Выбрать главу

Никита, Рудольф и Степан прибежали на крутояр, когда Вера в последний раз показалась на поверхности, исчезла.

— Теперича три дни жди… На третий утопленники всплывают, — чернобородый корявый старик с золотым колечком на левом мизинце перекрестился.

— Прекратите болтать! — резко сказал Степан. — Давайте лодки. Быстро!

— Чо ты кричишь здря? Выловишь ее тут, что ли? Тут глубина пять сажен!

— Уходите отсюда! — рявкнул на него Степан.

Они подплыли на лодках к месту происшествия. Начали нырять, и быстро, самое большое через пять-шесть минут, нашли утонувшую. На берегу старательно, по всем правилам делали искусственное дыхание. Но жизнь не возвращалась. «А что если «рот в рот», есть такой способ оживления!» — мелькнуло у Степана, и он, набрав полную грудь, припал к холодным девичьим губам. И шевельнулась ресница, забился на шее живчик.

— Ура! — шепотом сказали оба.

Верочка Потапова, маленькая белокурая студентка, приходила перед отъездом благодарить Степана и Рудольфа.

— Мальчики! В вечном долгу остаюсь перед вами. Если надо что — скажите!

Дед Степана, Иван Иванович Оторви Голова, председатель сельсовета, слегка захмелев, требовал:

— Вот кончишь институт и выходи за нашего Степку замуж! Поняла?

…И в тот последний вечер в Родниках, в клубе на танцах, Рудольф толкал Степана в бок, раздраженно басил:

— Проводи Веру, мужлан! Видишь, как она на тебя смотрит!

Степан сорвался с места, как подстегнутый кем-то, пошел к ней через весь зал под любопытные взгляды парней и девок, пригласил на танго.

Любовь нечаянно нагрянет, Когда ее совсем не ждешь!
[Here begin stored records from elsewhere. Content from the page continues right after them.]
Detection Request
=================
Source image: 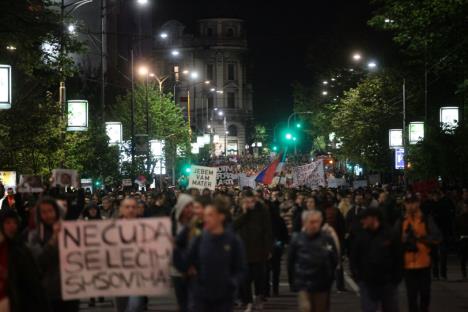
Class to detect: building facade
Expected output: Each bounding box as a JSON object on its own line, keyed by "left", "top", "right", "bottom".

{"left": 153, "top": 18, "right": 253, "bottom": 156}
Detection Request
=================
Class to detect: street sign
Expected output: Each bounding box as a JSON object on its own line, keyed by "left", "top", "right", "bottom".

{"left": 395, "top": 148, "right": 405, "bottom": 170}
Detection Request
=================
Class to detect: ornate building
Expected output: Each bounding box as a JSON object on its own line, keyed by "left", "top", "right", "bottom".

{"left": 153, "top": 18, "right": 253, "bottom": 156}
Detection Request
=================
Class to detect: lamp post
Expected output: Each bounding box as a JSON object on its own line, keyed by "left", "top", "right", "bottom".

{"left": 138, "top": 65, "right": 151, "bottom": 174}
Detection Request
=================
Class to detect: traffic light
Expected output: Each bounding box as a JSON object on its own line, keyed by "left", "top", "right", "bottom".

{"left": 94, "top": 179, "right": 102, "bottom": 188}
{"left": 285, "top": 132, "right": 293, "bottom": 140}
{"left": 292, "top": 136, "right": 297, "bottom": 142}
{"left": 272, "top": 145, "right": 278, "bottom": 152}
{"left": 296, "top": 122, "right": 302, "bottom": 129}
{"left": 182, "top": 164, "right": 192, "bottom": 174}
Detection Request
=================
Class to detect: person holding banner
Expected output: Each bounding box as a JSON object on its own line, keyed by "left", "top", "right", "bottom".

{"left": 27, "top": 197, "right": 79, "bottom": 312}
{"left": 114, "top": 197, "right": 146, "bottom": 312}
{"left": 174, "top": 197, "right": 247, "bottom": 312}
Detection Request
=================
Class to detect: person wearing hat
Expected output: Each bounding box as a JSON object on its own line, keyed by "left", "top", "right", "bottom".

{"left": 395, "top": 194, "right": 441, "bottom": 312}
{"left": 0, "top": 209, "right": 49, "bottom": 312}
{"left": 350, "top": 208, "right": 402, "bottom": 312}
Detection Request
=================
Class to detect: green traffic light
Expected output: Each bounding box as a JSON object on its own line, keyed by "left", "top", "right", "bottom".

{"left": 296, "top": 123, "right": 302, "bottom": 128}
{"left": 272, "top": 146, "right": 278, "bottom": 151}
{"left": 184, "top": 166, "right": 192, "bottom": 174}
{"left": 293, "top": 137, "right": 297, "bottom": 141}
{"left": 285, "top": 133, "right": 293, "bottom": 140}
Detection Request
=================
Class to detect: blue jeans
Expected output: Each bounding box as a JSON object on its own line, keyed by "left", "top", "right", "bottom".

{"left": 359, "top": 282, "right": 399, "bottom": 312}
{"left": 114, "top": 296, "right": 145, "bottom": 312}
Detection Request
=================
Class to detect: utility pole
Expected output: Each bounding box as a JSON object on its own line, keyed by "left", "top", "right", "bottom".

{"left": 130, "top": 49, "right": 135, "bottom": 177}
{"left": 100, "top": 0, "right": 106, "bottom": 121}
{"left": 402, "top": 79, "right": 407, "bottom": 185}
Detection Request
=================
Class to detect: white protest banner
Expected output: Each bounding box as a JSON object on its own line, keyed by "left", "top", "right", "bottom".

{"left": 59, "top": 218, "right": 172, "bottom": 300}
{"left": 239, "top": 173, "right": 256, "bottom": 189}
{"left": 353, "top": 180, "right": 368, "bottom": 189}
{"left": 122, "top": 179, "right": 132, "bottom": 187}
{"left": 217, "top": 166, "right": 238, "bottom": 185}
{"left": 17, "top": 175, "right": 44, "bottom": 193}
{"left": 327, "top": 178, "right": 347, "bottom": 189}
{"left": 292, "top": 160, "right": 326, "bottom": 189}
{"left": 188, "top": 165, "right": 217, "bottom": 191}
{"left": 52, "top": 169, "right": 79, "bottom": 188}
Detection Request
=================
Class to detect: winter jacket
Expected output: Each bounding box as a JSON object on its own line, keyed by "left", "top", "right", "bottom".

{"left": 173, "top": 229, "right": 247, "bottom": 301}
{"left": 234, "top": 202, "right": 273, "bottom": 263}
{"left": 395, "top": 212, "right": 441, "bottom": 270}
{"left": 288, "top": 231, "right": 338, "bottom": 292}
{"left": 350, "top": 226, "right": 403, "bottom": 286}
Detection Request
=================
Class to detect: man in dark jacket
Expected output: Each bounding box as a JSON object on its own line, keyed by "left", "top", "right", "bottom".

{"left": 174, "top": 198, "right": 247, "bottom": 312}
{"left": 288, "top": 210, "right": 338, "bottom": 312}
{"left": 0, "top": 209, "right": 49, "bottom": 312}
{"left": 350, "top": 208, "right": 402, "bottom": 312}
{"left": 234, "top": 189, "right": 272, "bottom": 311}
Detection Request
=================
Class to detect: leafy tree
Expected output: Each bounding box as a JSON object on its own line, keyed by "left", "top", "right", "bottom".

{"left": 252, "top": 125, "right": 268, "bottom": 144}
{"left": 113, "top": 83, "right": 191, "bottom": 177}
{"left": 331, "top": 71, "right": 403, "bottom": 171}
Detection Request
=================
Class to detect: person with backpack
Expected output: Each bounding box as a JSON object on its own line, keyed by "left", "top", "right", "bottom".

{"left": 173, "top": 197, "right": 247, "bottom": 312}
{"left": 396, "top": 194, "right": 441, "bottom": 312}
{"left": 288, "top": 210, "right": 338, "bottom": 312}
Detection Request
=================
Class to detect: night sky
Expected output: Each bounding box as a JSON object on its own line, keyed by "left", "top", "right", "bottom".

{"left": 153, "top": 0, "right": 396, "bottom": 125}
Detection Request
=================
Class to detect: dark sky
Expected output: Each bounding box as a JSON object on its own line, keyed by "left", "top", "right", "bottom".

{"left": 153, "top": 0, "right": 395, "bottom": 125}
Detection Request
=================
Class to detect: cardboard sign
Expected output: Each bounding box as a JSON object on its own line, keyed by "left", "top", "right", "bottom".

{"left": 52, "top": 169, "right": 79, "bottom": 188}
{"left": 59, "top": 218, "right": 172, "bottom": 300}
{"left": 188, "top": 165, "right": 217, "bottom": 191}
{"left": 292, "top": 160, "right": 326, "bottom": 189}
{"left": 122, "top": 179, "right": 132, "bottom": 187}
{"left": 17, "top": 175, "right": 44, "bottom": 193}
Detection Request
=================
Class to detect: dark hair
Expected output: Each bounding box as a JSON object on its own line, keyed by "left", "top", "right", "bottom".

Потом они сидели под черемухой, молча смотрели на заснувшее озеро. Внезапно набежавший с водного зеркала ветер растрепал ее волосы, и они ударили по лицу, по глазам, по губам Степана. И он замер, вдохнув совершенно неведомый ему запах, потянулся к ее устам. Но она отстранилась.

— Ты со всеми так, лейтенант?

Это больно задело самолюбие.

— Обернись. Слышишь! — резко сказал он, кивнул на белеющий за изгородью обелиск. — Там отцы наши, твой и мой, лежат… Я могу поклясться ими!

— С ума сошел, Степка!

— Люблю… Ты одна… Слышишь, люблю!

Она прижалась к нему, вздрагивая всем телом:

— Поди, врешь, Степка? Я ведь тоже люблю. Но ты не обмани. Иначе — не выживу я…

Ее письма в дни отступления он измусолил в нагрудном кармане в трут, а образ ее носил в сердце постоянно, помнил, кажется, даже и в те минуты, когда почти умирал. И санитарка Даша, и многие другие из-за нее, из-за Веры Потаповой, казались в жизни бледными тенями. И вот награда: отец, генерал Тарасов, устало и прозаично сообщает: Рудольф женится на Вере Потаповой, на враче, дочке его друга по гражданской.

Не ведает отец о случившемся или не хочет выдать какую-то тайну?

4

Перед тем, как ложиться спать, Григорий тщательно проверял все двери и окна: как закрыт засов в сенях, как избной, как горничной. Лишь убедившись в полной надежности всех запоров, тушил лампу, раздевался, укладывался в постель к Тамаре, неизменной жене своей, медленно слепнущей и злой к людям.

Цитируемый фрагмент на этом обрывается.